Its unusual heroine Keiko Furukura is, like her creator, an unmarried woman in her 30s who has spent half her life as a lowly convenience store clerk.

That she is all of these makes her, in the eyes of Japanese society, a loser. That she is nevertheless perfectly happy makes her an anomaly.

In the novel, Keiko thinks to herself: "When you work in a convenience store, people often look down on you for working there. I find this fascinating, and I like to look them in the face when they do this to me. And as I do so I always think: that's what a human is."

Says Murata in an e-mail interview through a translator: "I think true happiness means understanding what makes you truly happy and to live for that purpose.

"From the perspective of outsiders, such happiness may seem trite or weird, but as long as one understands what makes him happy, and pursues it accordingly, that would be a wonderful life indeed."

Convenience Store Woman is the 10th novel by Murata, who grew up writing short stories and dreaming of having her works adorn the shelves of a bookshop.

The Akutagawa, which has been awarded to some of the best-known Japanese writers such as Kenzaburo Oe and Ryu Murakami, is the latest in a string of accolades she has accrued for her strange fiction that challenges social mores, such as the Mishima Yukio Prize in 2013 for Of Bones, Of Body Heat, Of Whitening City, a novel about an adolescent girl's sexual awakening in a rapidly developing town.

Even after her Akutagawa Prize success, Murata continued working at the store part-time for some months. The work, she says, gave a kind of rhythm to her life that she needed to write. "I would wake at 2am to write, work my shift from 8am to 1pm, head to a cafe to continue writing and go to bed at 9pm."

While in the cafe, she sketches rough portraits of her characters in a notebook - faces, build and clothes - then constructs a scene around them. She scans the sketch into her computer, prints it out and takes it back to the cafe to refer to while she writes, also by hand.

Her prize-winning fame meant, however, that she could not work in the store without customers recognising her. "Everyone would smile and say 'congratulations'."

Her old anonymity was lost.

It might confound one as to how inspiration can be found in the ordered conformity of the convenience store. But this, maintains Murata, is its most fascinating aspect.

"Everyone repeats each unchanging day. The shop assistants, wearing the usual uniforms, would arrange the sandwiches and croquettes in the usual way while customers buy their usual cigarettes or coffee at their usual time.

"While it was always changing ever so slightly, existing within this eternally unchanging everyday life was extremely interesting."

She does not think conforming to fit into society is necessarily a bad thing. "However, I still think it is important to maintain a sense of discord. I cannot support going too far to quash this sense of discord. If I were to repeatedly do that, I would lose myself in the process."
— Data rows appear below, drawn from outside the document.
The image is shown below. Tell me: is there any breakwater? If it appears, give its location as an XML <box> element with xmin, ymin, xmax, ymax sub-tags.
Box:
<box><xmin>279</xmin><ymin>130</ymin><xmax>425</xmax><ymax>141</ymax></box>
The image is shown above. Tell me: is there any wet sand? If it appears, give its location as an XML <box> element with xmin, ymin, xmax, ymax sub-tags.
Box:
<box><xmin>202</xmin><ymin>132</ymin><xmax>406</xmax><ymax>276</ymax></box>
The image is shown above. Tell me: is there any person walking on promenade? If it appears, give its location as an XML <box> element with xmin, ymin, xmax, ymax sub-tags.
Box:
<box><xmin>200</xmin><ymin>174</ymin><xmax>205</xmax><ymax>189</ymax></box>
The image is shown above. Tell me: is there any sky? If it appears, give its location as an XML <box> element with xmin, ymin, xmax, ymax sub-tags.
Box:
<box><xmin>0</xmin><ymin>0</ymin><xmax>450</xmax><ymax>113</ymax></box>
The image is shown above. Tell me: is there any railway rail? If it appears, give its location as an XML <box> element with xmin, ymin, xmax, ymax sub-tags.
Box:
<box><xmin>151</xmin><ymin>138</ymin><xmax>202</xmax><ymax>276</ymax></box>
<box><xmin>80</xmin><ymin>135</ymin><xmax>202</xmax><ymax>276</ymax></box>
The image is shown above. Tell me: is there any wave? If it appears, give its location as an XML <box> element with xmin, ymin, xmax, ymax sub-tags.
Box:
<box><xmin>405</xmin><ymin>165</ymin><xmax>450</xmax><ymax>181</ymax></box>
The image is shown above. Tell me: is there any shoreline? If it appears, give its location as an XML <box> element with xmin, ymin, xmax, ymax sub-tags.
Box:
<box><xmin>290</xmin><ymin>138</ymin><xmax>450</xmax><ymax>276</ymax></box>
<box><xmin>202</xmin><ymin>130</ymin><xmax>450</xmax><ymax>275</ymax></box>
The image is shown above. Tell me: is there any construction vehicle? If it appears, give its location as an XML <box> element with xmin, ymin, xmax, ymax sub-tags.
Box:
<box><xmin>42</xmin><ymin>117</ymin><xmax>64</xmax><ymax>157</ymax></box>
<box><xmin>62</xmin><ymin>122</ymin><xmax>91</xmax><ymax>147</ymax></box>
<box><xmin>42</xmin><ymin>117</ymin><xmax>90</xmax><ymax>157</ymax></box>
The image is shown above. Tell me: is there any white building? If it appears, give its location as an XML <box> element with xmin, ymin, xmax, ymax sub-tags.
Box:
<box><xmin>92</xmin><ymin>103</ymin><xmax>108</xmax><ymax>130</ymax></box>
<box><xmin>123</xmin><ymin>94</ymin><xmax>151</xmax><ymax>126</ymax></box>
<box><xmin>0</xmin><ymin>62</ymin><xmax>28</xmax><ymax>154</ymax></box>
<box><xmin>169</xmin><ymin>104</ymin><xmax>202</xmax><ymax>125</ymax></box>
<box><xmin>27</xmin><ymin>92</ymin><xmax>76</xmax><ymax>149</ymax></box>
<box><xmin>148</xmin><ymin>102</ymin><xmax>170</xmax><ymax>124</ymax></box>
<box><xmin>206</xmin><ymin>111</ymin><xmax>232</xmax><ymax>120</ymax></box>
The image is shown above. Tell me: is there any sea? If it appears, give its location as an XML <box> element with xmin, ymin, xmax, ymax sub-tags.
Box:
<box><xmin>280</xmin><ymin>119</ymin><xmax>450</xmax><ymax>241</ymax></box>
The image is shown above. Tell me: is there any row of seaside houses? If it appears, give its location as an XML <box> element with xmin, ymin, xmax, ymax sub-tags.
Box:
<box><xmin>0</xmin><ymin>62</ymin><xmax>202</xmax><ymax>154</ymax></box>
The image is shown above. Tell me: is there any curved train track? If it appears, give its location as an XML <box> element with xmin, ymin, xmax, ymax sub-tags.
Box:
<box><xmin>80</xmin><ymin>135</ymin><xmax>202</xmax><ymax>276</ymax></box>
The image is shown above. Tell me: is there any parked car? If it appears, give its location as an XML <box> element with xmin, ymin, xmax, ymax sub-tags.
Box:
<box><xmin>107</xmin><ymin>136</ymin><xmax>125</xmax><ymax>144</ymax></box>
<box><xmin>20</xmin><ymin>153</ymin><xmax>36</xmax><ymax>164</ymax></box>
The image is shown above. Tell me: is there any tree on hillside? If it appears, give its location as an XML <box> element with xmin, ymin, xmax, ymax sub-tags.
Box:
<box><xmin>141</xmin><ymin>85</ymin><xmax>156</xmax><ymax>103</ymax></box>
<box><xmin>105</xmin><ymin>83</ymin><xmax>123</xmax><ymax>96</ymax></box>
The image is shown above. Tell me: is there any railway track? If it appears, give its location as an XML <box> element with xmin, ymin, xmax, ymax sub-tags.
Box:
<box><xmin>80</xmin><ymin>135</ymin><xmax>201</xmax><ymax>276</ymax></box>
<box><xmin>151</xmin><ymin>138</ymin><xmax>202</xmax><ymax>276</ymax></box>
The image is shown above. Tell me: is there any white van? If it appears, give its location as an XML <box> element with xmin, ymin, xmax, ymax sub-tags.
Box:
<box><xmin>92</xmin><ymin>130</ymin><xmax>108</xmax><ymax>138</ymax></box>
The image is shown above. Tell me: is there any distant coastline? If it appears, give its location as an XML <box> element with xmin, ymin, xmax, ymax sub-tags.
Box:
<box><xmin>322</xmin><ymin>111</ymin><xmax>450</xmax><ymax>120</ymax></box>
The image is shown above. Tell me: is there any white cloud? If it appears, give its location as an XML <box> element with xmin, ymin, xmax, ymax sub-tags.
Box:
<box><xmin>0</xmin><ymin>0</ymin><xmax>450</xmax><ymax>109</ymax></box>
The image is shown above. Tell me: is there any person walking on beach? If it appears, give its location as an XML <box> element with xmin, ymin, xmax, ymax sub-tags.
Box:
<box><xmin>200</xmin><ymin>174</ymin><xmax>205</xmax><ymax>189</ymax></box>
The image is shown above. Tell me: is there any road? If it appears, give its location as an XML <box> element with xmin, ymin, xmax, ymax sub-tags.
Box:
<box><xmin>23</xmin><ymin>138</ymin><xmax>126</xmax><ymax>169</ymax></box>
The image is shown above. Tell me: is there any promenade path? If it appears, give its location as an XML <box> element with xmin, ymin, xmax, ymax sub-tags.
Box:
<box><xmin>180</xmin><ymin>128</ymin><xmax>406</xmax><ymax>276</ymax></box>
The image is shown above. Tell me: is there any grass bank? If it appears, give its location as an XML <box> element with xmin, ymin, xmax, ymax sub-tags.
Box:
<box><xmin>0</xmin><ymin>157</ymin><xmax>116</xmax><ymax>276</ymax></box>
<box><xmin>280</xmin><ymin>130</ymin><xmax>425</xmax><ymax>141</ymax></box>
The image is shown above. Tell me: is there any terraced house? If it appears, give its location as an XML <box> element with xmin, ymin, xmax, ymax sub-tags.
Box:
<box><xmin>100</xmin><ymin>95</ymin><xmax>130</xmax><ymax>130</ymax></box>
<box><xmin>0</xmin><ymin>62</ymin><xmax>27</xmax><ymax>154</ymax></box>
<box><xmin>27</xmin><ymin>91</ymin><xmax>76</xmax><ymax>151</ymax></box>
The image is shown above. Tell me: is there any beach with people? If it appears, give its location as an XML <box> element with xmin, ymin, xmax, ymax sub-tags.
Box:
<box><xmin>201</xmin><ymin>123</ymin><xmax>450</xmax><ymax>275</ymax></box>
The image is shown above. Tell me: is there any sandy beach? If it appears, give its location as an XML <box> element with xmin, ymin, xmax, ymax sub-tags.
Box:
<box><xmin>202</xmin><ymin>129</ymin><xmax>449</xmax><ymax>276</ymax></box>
Marriage, for instance, is something she feels many around her do out of duty rather than desire.

"I have friends who married someone they didn't like out of social pressure," says Murata, who is single. "It is painful to witness."

She says she has just finished writing a "rather dark and painful" story about "a girl who went through a very harsh puberty and believes herself to be an alien".

And after that? She is working on something even stranger, she hints.

If she could change anything about being a woman in Japan today, she would wish for more freedom. "Even though women's bodies are their own, as are their own lives, this freedom we take for granted isn't actually exercised by many who possess it. I wish from the bottom of my heart for a world in which we can live freely."